Critique du film de Krishna Vrinda Vihari: cette vedette de Naga Shaurya infantilise irrémédiablement son intrigue de base

Nom: Krishna Vrinda Vihari

Directeur: Annie Krishna

Moulage: Naga Shaurya

Évaluation: 2 / 5

Autonomie : 139 minutes

Au début du film, la voix off de Krishna dit au public que sa sœur est « installée » dans la vie après le mariage. Il se corrige et dit : “En fait, elle s’est adaptée à ce que la vie lui a fait subir.” La ligne suscite un peu d’espoir dans le public. Est-ce que ‘Krishna Vrinda Vihari’ va être un commentaire sain sur les relations modernes ? Peu importe. Nous obtenons la réponse lorsque le ménage orthodoxe où Krishna a grandi en tant que gars timide est réduit à des aliments comme les cornichons et le «puli hora». Le reste du film suit cet esprit de tout abrutir.

Krishna (Naga Shaurya) déménage d’un petit village de l’Andhra Pradesh à Hyderabad pour poursuivre un travail dans l’informatique. Là, il tombe sur la belle Vrinda (Shirley Setia, l’actrice de ‘Nikamma’ fait ses débuts en télougou), qui est commodément son manager enjoué. Elle a été harcelée par un collègue masculin effrayant, commodément. Vrinda est attirée par le charme de Krishna après avoir frappé les goondas musclés du collègue masculin. En prime, il livre également une ligne profonde sur la façon dont une mère devrait s’occuper d’un enfant. Vrinda sait instantanément qu’elle a rencontré son âme sœur.

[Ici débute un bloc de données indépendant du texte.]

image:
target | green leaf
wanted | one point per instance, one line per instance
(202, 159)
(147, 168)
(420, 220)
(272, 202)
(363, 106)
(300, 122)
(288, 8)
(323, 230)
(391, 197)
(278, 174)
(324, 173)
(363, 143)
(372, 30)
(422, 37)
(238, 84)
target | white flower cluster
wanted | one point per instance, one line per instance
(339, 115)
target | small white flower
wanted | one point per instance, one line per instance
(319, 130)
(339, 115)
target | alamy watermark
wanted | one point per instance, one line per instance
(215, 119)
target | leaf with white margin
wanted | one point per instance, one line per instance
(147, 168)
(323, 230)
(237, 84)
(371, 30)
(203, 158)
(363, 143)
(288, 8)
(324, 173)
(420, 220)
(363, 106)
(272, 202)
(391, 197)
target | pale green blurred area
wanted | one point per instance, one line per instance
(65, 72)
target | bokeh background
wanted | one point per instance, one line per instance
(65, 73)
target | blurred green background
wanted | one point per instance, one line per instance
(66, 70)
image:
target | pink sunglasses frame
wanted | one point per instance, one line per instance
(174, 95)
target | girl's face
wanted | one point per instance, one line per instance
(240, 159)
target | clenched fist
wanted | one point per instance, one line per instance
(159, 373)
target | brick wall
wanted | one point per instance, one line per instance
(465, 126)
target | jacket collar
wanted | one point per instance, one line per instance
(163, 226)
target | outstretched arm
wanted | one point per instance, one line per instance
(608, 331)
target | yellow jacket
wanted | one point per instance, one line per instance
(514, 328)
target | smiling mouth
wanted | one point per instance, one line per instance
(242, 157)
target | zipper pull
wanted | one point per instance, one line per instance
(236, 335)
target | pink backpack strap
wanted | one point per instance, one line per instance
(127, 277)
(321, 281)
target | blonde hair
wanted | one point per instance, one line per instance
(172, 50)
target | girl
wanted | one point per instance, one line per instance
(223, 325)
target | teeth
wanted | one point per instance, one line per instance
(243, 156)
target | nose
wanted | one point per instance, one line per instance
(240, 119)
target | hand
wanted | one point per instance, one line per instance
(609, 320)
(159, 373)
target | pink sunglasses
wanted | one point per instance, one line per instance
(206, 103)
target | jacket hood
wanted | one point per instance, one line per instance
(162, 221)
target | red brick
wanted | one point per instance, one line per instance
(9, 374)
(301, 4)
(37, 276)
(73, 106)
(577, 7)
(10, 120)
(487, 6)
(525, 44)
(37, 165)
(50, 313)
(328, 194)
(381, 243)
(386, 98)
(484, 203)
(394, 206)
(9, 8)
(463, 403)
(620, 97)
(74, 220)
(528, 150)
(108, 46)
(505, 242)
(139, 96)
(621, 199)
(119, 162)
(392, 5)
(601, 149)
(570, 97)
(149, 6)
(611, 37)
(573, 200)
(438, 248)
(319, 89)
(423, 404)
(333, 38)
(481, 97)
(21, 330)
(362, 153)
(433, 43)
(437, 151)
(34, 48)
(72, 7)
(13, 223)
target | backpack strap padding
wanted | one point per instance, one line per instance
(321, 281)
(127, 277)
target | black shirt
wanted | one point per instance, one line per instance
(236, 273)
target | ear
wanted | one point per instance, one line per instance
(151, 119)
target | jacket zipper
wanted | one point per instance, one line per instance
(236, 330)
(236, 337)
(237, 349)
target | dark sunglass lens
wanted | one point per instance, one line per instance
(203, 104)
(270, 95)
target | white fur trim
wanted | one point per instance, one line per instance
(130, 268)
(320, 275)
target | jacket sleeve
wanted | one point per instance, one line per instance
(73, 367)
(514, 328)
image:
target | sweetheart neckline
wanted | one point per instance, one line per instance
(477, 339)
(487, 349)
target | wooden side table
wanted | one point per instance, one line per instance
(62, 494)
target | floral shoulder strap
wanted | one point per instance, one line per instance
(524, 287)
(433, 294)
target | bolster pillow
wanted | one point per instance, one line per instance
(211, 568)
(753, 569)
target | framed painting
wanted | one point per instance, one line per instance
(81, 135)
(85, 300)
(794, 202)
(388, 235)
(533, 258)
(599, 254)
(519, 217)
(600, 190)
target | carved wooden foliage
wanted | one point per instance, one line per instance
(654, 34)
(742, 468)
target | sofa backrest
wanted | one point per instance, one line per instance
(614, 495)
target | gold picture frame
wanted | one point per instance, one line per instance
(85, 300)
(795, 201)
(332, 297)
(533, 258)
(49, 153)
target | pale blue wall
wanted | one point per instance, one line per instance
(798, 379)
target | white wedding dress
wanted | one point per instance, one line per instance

Malgré son amour pour Krishna, Vrinda ne veut pas l’épouser. C’est parce que, comme le personnage de Renu Desai dans ‘Badri’ (2000), elle est incapable de produire une progéniture. Krishna ne peut pas la perdre et veut l’épouser avec l’approbation de sa mère Amrita Valli (Radhika Sarathkumar). Amrita Valli, pour sa part, a un intérêt sentimental dans la future progéniture de Krishna. Ce qui suit est un stratagème élaboré dans la vie de Krishna, Vrinda et la mère du premier.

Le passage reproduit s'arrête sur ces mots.